Answer: Galactosemia can arise from deficiencies in three enzymes:
○ Galactose-1-phosphate uridyl transferase (GALT) deficiency, the most common type, leads to classical galactosemia, characterized by symptoms such as vomiting, diarrhea, liver dysfunction, and mental retardation.
○ Galactokinase deficiency results in a milder form of galactosemia.
○ UDP-galactose-4-epimerase deficiency is the rarest form of galactosemia.
Question 19: Explain why individuals with hereditary fructose intolerance (HFI) develop hypoglycemia after consuming fructose-containing foods.
Answer: In HFI, a deficiency in aldolase B leads to the accumulation of fructose-1-phosphate, which traps inorganic phosphate (Pi) and reduces its availability for ATP synthesis. This inhibits gluconeogenesis and glycogenolysis, causing hypoglycemia after fructose ingestion.
Question 20: How does a deficiency in galactose-1-phosphate uridyltransferase (GALT) lead to the symptoms of classic galactosemia?
Answer: A GALT deficiency results in the accumulation of galactose-1-phosphate and galactitol. These intermediates are toxic and damage tissues. Galactitol accumulates in the lens, causing cataracts, while galactose-1-phosphate disrupts liver and kidney function, leading to hepatomegaly, jaundice, and renal tubular dysfunction.
Question 21: Why does fructokinase deficiency result in benign fructosuria, whereas aldolase B deficiency causes severe symptoms?
Answer: Fructokinase deficiency leads to benign fructosuria because fructose cannot be efficiently phosphorylated and is excreted in the urine, with no toxic intermediates accumulating. Moreover, fructose can also be alternatively phosphorylated by Hexokinase. In contrast, aldolase B deficiency causes the accumulation of fructose-1-phosphate, which depletes Pi and ATP, leading to severe metabolic disturbances like hypoglycemia and liver dysfunction.
Question 22: How does the deficiency of aldose reductase impact the metabolism of galactose in galactosemia?
Answer: Aldose reductase converts galactose to galactitol in the polyol pathway. In galactosemia, aldose reductase deficiency would limit the accumulation of galactitol, reducing osmotic stress in tissues like the lens. However, it does not address the toxic effects of accumulated galactose-1-phosphate caused by other enzyme deficiencies like GALT.
Question 23: Why is the liver the primary site for fructose metabolism, and how does this differ from glucose metabolism?
Answer: The liver is the primary site for fructose metabolism because it expresses high levels of fructokinase and aldolase B, enzymes specific to the fructose metabolic pathway. In contrast, glucose metabolism occurs in almost all tissues due to the widespread presence of hexokinase and glycolytic enzymes. Fructose metabolism bypasses the key regulatory step catalyzed by phosphofructokinase-1 (PFK-1) in glycolysis.
Question 24: Explain why infants with galactosemia are at risk of developing cataracts early in life.
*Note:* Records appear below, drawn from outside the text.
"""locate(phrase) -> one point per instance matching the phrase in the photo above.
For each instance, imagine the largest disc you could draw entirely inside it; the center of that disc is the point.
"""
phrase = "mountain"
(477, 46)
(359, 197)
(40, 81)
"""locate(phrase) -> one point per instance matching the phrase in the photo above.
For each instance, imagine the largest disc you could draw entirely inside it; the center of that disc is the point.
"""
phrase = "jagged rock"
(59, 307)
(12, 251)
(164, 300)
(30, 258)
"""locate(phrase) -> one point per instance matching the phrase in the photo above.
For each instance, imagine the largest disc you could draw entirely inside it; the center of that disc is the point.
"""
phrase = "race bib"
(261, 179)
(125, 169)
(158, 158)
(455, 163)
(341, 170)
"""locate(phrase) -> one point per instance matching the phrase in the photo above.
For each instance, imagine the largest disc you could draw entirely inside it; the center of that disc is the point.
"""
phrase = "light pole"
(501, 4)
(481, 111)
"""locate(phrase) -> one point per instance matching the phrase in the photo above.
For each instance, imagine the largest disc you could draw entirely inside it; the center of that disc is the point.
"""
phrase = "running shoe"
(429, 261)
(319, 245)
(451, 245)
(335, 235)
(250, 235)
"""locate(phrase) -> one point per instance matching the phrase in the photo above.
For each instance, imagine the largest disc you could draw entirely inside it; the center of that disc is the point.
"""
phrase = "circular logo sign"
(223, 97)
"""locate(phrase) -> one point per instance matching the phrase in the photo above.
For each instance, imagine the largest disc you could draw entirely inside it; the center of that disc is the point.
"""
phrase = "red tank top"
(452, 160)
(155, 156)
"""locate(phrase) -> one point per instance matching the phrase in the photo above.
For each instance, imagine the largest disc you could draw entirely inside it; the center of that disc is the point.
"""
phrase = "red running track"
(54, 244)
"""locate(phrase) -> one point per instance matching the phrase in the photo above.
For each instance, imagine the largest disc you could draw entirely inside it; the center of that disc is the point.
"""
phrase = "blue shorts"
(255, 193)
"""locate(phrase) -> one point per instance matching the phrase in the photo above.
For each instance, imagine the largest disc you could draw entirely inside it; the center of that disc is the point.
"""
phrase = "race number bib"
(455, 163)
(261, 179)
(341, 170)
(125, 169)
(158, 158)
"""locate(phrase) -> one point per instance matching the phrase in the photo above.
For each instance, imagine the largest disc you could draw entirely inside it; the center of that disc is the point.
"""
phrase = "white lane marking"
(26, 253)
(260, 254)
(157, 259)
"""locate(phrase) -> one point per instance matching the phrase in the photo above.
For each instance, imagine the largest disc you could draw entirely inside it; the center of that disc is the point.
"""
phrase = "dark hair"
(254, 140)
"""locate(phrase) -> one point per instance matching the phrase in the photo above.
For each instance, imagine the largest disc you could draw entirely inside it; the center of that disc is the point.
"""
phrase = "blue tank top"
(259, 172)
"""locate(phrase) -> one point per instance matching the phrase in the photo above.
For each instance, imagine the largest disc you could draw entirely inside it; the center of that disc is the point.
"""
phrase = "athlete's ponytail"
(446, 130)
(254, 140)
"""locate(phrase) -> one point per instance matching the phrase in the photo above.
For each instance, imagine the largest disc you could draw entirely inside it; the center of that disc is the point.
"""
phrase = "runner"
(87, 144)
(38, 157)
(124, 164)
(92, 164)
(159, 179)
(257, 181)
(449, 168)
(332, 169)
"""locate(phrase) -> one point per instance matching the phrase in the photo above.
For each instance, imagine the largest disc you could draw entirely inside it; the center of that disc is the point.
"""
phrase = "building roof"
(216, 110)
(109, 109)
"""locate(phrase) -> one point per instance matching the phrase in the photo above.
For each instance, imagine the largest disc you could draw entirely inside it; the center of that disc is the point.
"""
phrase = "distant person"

Answer: In galactosemia, a deficiency in enzymes like GALT leads to the accumulation of galactose, which is converted to galactitol by aldose reductase. Galactitol accumulates in the lens of the eye, causing osmotic stress and crystallin protein aggregation, leading to the formation of cataracts.
Question 25: How does the accumulation of fructose-1-phosphate in hereditary fructose intolerance affect cellular energy metabolism?
Answer: Fructose-1-phosphate accumulation in hereditary fructose intolerance sequesters inorganic phosphate (Pi), reducing its availability for ATP synthesis. This leads to energy depletion, inhibits gluconeogenesis and glycogenolysis, and results in hypoglycemia and metabolic derangements.
Question 26: What is the significance of UDP-galactose in galactose metabolism, and how is it connected to glucose metabolism?
Answer: UDP-galactose is crucial for the interconversion of galactose and glucose. Through the enzyme UDP-galactose-4-epimerase, UDP-galactose is converted to UDP-glucose, which can enter glycolysis or glycogenesis. This interconversion ensures that galactose can be utilized in energy metabolism and for the synthesis of glycoproteins and glycolipids.